Constant in the Reshape operator on s390x architecture (big endian) is a large number 268632064 (expected 784 as on x86)

aosadchyy commented 2 years ago

Dubugging advice Converting TF model to onnx on s390x succeeds, but the resulting onnx file includes a large number 268632064 in Reshape operator. python3 -m tf2onnx.convert --opset 15 --fold_const --saved-model mnist_seqdnn --output mnist_seqdnn_s390x.onnx

The workaround is to run the tf2.convert on x86. The resulting onnx file then has the correct number 784 in Reshape operator. python3 -m tf2onnx.convert --opset 15 --fold_const --saved-model mnist_seqdnn --output mnist_seqdnn_x86.onnx

Describe the bug With all the same library versions and the same source model in TF. When converting to onnx on s390x processor architecture system, a constant in the Reshape operator is a large number 268632064. On a system with x86 processor the constant is as expected 784. s390x is a big endian system unlike x86. Typically the endianes is handled by the primitive operations and operators of either python or c++. Unless there is a direct interpretation of words/dwords in the code.
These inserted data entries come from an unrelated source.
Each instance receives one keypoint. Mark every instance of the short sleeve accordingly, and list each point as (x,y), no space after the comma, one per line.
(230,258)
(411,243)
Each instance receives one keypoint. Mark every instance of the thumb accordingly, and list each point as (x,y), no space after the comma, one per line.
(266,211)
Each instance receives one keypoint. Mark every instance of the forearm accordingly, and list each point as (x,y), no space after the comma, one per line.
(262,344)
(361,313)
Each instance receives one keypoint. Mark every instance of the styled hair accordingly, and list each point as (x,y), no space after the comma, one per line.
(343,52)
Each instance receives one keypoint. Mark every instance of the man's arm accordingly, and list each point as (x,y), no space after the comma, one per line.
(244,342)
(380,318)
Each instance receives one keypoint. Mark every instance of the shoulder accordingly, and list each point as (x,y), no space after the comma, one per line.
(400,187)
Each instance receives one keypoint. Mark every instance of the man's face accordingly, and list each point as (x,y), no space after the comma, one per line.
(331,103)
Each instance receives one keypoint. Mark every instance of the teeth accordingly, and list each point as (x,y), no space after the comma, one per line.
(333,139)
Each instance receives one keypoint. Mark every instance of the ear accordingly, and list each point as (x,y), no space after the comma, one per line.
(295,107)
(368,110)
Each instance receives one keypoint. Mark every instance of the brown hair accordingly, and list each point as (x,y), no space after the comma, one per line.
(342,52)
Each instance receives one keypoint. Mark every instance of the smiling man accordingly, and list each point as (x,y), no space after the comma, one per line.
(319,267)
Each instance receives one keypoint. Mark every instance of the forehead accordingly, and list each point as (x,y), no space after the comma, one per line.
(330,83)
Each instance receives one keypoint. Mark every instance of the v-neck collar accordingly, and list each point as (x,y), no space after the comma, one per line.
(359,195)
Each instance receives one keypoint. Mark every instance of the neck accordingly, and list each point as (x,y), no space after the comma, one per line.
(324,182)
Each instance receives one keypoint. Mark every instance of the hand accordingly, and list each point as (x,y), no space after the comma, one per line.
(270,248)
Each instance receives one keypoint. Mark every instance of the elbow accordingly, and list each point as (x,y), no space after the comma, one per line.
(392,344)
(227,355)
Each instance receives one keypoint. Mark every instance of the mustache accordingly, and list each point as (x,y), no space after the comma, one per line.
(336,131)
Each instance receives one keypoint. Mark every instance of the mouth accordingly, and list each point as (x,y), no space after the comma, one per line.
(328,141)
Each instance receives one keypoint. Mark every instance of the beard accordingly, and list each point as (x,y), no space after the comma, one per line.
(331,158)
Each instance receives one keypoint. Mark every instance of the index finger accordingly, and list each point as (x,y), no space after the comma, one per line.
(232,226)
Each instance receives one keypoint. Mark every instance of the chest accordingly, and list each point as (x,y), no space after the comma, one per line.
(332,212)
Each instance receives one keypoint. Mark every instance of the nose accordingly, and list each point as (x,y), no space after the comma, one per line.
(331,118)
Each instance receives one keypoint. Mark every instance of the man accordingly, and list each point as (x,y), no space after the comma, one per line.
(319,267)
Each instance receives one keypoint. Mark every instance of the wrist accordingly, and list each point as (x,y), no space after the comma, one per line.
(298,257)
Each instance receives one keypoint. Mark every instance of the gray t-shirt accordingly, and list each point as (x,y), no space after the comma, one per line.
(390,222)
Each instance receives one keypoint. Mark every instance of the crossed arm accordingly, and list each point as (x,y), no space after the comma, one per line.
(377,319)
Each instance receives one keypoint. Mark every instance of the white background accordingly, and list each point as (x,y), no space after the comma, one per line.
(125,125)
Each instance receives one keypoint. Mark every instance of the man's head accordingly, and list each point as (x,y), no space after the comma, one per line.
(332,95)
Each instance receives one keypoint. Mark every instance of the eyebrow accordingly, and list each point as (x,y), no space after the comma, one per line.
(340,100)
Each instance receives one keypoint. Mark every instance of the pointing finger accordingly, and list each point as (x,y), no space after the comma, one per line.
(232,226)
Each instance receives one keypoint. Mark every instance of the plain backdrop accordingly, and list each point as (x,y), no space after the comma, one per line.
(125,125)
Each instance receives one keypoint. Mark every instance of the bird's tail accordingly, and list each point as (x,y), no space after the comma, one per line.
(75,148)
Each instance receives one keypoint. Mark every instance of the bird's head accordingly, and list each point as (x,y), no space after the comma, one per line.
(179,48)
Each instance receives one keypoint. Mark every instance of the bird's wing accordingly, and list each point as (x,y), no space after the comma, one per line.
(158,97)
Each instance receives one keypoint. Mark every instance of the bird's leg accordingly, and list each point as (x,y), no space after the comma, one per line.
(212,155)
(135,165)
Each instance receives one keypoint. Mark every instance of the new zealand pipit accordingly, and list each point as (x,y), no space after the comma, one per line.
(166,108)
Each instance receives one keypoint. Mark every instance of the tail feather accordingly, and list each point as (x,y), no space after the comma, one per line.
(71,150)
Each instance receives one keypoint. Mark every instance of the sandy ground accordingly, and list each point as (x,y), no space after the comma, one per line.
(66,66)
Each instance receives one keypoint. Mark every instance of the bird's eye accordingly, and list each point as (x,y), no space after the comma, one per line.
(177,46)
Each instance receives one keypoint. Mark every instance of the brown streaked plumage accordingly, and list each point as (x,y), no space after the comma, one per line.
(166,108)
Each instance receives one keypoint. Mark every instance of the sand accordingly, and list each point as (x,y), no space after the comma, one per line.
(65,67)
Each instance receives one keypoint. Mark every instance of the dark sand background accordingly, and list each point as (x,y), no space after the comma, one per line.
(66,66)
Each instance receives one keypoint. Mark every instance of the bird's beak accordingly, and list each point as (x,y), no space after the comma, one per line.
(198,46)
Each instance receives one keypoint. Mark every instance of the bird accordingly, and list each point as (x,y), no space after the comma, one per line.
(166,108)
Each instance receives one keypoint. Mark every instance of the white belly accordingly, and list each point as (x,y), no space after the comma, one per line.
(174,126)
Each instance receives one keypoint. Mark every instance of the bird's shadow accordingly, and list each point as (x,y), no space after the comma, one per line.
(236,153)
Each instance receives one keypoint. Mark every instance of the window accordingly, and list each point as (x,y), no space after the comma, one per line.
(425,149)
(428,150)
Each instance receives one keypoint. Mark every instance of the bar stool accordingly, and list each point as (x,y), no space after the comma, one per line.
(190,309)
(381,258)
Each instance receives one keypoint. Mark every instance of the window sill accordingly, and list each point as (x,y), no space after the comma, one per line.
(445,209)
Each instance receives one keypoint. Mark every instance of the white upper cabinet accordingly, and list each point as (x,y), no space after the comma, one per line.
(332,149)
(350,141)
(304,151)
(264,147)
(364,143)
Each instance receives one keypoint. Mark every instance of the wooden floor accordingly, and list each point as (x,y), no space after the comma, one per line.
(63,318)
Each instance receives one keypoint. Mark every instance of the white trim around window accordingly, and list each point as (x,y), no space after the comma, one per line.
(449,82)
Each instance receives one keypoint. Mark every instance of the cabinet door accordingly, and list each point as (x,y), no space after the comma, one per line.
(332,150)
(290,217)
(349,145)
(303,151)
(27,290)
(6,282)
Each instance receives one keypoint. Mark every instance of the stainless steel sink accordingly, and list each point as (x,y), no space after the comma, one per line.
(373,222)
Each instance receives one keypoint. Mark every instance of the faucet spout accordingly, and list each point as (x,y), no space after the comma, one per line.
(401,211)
The large number could be an indication of it.

Urgency This blocks the application of tf2onnx on s390x families of systems. Perhaps also powerpc64le, etc

System information

Ubuntu 20.04
Tensorflow Version: 2.5.0
Python version: 3.8

To Reproduce Use MNIST dataset to train and save a sequential DNN model. model = tf.keras.models.Sequential([ tf.keras.layers.Flatten(input_shape=(28, 28)), tf.keras.layers.Dense(128, activation='relu'), tf.keras.layers.Dropout(0.2), tf.keras.layers.Dense(10) ]) ... # compile and fit. model.save("mnist_seqdnn", overwrite=True, include_optimizer=False, save_format='tf')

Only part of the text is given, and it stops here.